One of the main reasons people love Scandinavian crime fiction is that it often takes on some of the toughest social issues, throwing complex ethical conundrums for the police investigators involved. The Swedish programme Snow Angels goes even further. It gets right inside the lives and relationships of a range of participants – victims, culprits, police, their families and more. This is a crime drama that is harder than hard to watch, but won’t let you turn away. Melancholy, saddening, shocking, it’s impossible to ignore because it begins with the disappearance of a five-week-old baby boy called Lucas.
It’s Christmas Eve and Stockholm is in the grips of a cold snap that has killed three homeless people overnight. Jenni is woken from a pill-induced slumber by her daughter, Lucas’s big sister. At first Jenni thinks the father, Salle, has taken him out for a walk in the stroller but when Salle doesn’t answer his phone she begins to worry.

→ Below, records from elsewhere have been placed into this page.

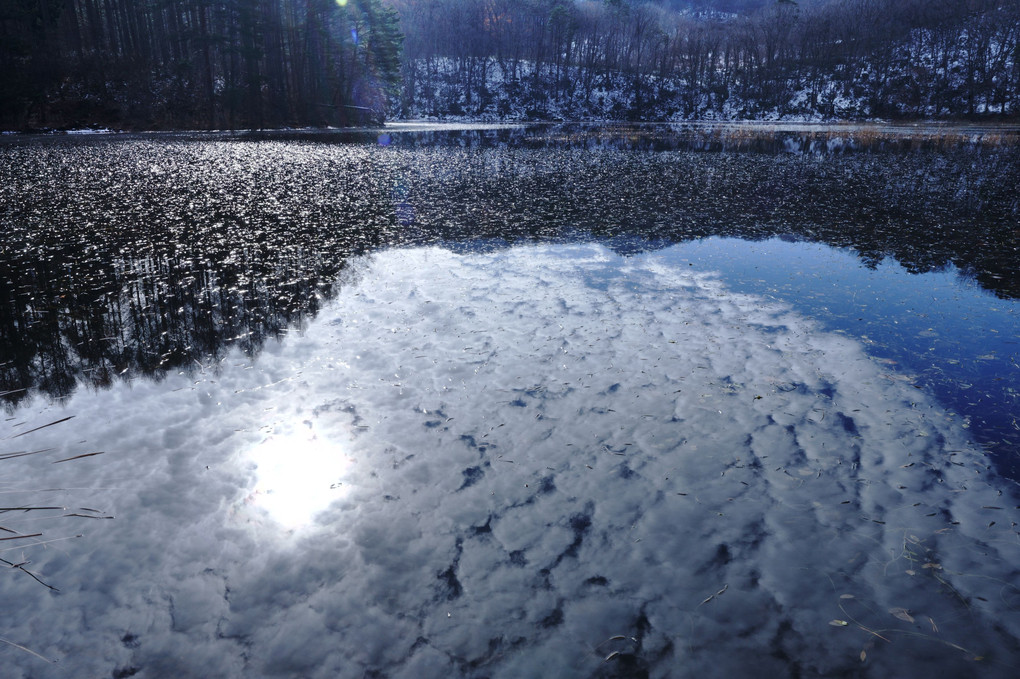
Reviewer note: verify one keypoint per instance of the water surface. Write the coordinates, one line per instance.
(507, 403)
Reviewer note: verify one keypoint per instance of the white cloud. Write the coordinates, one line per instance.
(501, 463)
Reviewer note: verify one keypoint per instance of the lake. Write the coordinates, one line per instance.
(571, 401)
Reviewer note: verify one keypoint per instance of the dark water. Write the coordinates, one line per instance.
(514, 402)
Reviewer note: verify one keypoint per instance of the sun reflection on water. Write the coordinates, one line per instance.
(299, 475)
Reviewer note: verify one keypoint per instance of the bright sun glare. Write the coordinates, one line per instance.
(298, 476)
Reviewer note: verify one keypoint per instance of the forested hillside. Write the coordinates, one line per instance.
(260, 63)
(195, 63)
(677, 59)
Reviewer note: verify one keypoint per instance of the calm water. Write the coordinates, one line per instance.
(608, 402)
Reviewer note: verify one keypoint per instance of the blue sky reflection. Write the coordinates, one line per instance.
(555, 461)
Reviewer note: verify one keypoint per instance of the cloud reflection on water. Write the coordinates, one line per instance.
(550, 455)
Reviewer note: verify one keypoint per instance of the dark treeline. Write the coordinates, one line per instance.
(697, 59)
(195, 63)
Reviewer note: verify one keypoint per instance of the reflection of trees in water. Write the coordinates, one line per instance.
(137, 258)
(147, 316)
(927, 202)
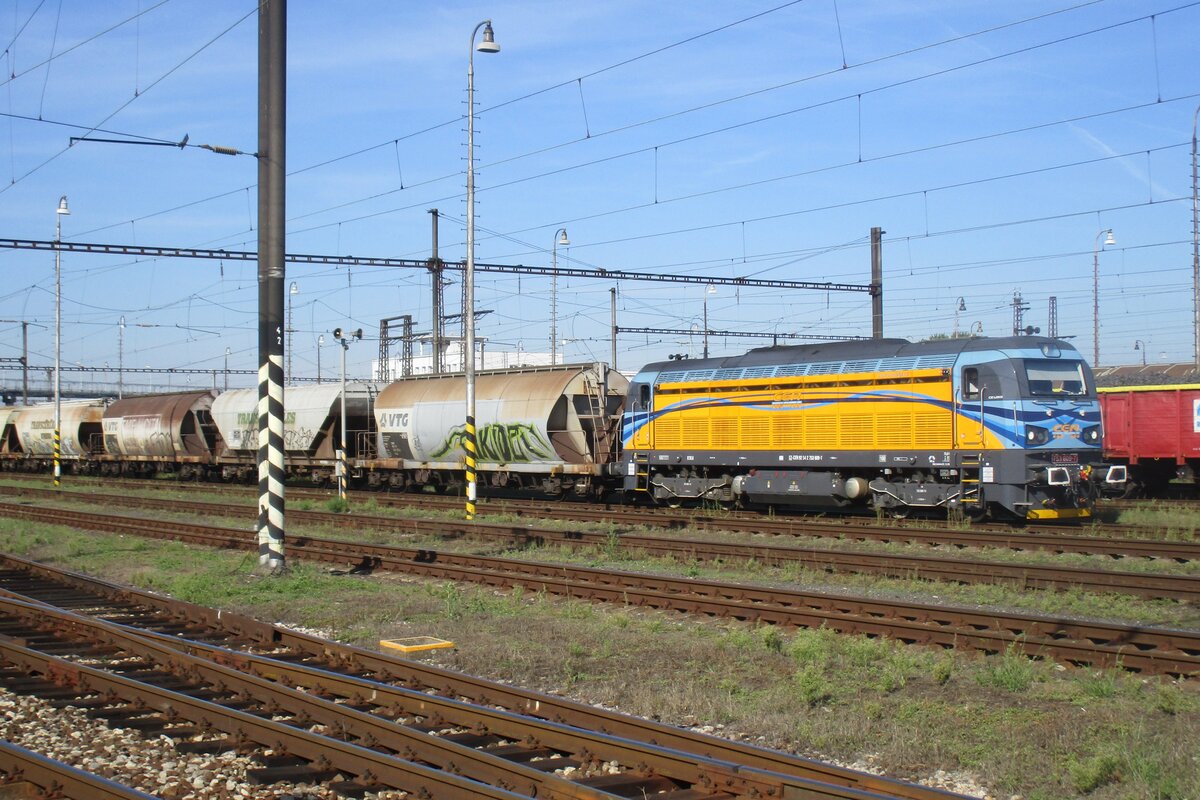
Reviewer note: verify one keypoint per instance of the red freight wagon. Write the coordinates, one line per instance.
(1156, 431)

It turns out that Salle doesn’t have him either and was out on some shady business the night Lucas went missing. Salle has returned home with blood on his hands and jacket, shaken and scared. When Salle turns his phone on and they listen to a series of harrowing messages Jenni left him the night before, Jenni’s mother calls the police and a huge search operation is launched. Salle runs for it when they find his bloody jacket.
Jenni’s story is central early on, but Snow Angels is actually about three women. There’s also Maria, who wants to do more for her younger brother, but his severe autism makes that nigh on impossible. Maria works with children, and late on Christmas Eve she saves a teenage runaway from a possible assault on the street. The girl is someone the police are searching for as well.
And then there’s Alice, the policewoman who will jointly lead the search for Lucas, as well as the difficult questioning of Jenni and Salle. Jenni claims to have no idea what happened to her son but her messages on Salle’s voicemail are extremely worrying. Was she just upset, or in a dangerous state of mind? Alice becomes obsessed with getting to the truth and finding Lucas.
Snow Angels is difficult, raw and emotional. Don’t watch it unless you want to be challenged. Crime fiction is full of stories that use missing children to manipulate readers and viewers, but this is a programme that will confound you. “Some things are unforgivable,” says Jenni’s mother. At the same time, these are people living on the fringes of society. No money, no aspirations, drugs, crime – add in the demands of parenthood and we start, a little at least, to understand where Jenni’s mind might be at.
The acting is some of the best you’ll see in a Scandinavian crime drama. Jenni is played by Josefin Asplund, previously a shield maiden in Vikings. We can see that as much as she worries about Lucas she fears her whole world is falling apart. Ardalan Esmaili’s Salle is a roguish and loving dad but there’s nothing lighthearted here – he is both troubled and in trouble. Eva Melander (Modus, Rebecka Martinsson) plays Alice and Maria Rossing (Department Q) is Maria, and their stories are unravelled further as you get deeper into the series.
Across the three women leads, the show’s creator Mette Heeno wanted to explore the theme of motherhood – what it means at various stages in life, how different women feel about it, and the pressure to become a mother that women face.
“The series explores what it means to be a woman today. Through the gaze of the policewoman, we see how Swedish society functions and judges women about the way they behave as mothers. As a mother in Sweden, you’re supposed to do things a certain way, and if you don’t you’re put in a certain box and it generates a lot of guilt and fear within women. The character of Jenni is seen as a sort of ‘white trash’,” Heeno told Variety in 2021 when Snow Angels launched in Sweden and Denmark.
Originally entitled Snöänglar, the programme will be available to download on Walter Presents from 10 March, with the first episode showing on Channel 4 at 11:30pm on Sunday 13 March. It consists of six hour-long episodes.